VIKTOR & ROLF could never be accused of doing things by halves and today's spring/summer 2010 show had all the makings of a fashion spectacular: a glittering globe at the opening of the catwalk turned slowly as Roisin Murphy, in a frothy pink tutu that fell from her shoulders to hip height, took her place to sing live throughout.
Keen as she is to hit fashion headlines however, we were distracted from Roisin by dresses of finely gathered pale chiffon panels that had vertical shelves of tulle busting from them in bright purple or green.
The dresses themselves were cleverly constructed and attractive, while bulbous masses of closely ruffled layers of tulle colour were typical V&R eccentricity.
Tuxedo dresses with studded shoulders were swallowed up on one side by more waves of tulle, while strapless dresses that were possibly some of this label's most wearable ever had horizontal shelves of turquoise growing out of the hem.
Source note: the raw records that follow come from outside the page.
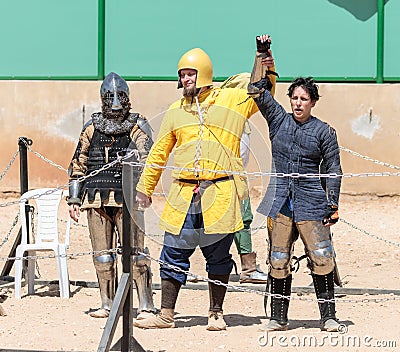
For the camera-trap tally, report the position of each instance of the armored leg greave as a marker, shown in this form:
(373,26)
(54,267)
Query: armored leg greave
(324,289)
(105,269)
(280,306)
(141,271)
(142,278)
(217,292)
(102,237)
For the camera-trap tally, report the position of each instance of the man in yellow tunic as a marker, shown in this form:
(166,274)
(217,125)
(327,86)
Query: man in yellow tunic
(204,129)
When they weren't playing to their theme, they produced casual nude silk jersey dresses that were voluminous at the back and drawn in to a belt at the front and had peach and lavender appliqué flowers scattered over them.
High-waisted silk trousers that were slinky and full until their tapered ankles came with elegant matching blouses with studded shoulders, while the underwear trend came in to its own when appliquéd silk shorts and vests came under cream silk dressing gowns edged in black.
It was more romantic - think heels smothered in pink silk roses - and calmer than we're used to from this pair who have in the past been considered fashion reprobates, but it was most interesting when the flamboyant tulle ruffles were pared down to act as an afterthought in black on a pretty dress of grey pleated chiffon combined with a side panel of white sequins.
It's a mistake to dwell on the wearability of a Viktor & Rolf collection though, and it was the final statement-making dresses that really allowed us to see the designers' construction skills.
The bulbous skirt of a coral robe had bites out of it to reveal the many layers it was made up of, while another gravity-defying version was missing a horizontal slice of skirt.
It was a step away from the Viktor & Rolf we're used to and, as such, was a clever display of their fashion versatility while maintaining their love of showing off.
Why hasn't Viktor & Rolf driven into Couture yet? Their collection this season involved ruffles in chiffon and silk, and underwear as outerwear. A similarity to Dior was also present with the silk shorts. I think Spring Summer 2010 has some more definitive trends coming about, rather than wishy washy trends that have come about this season.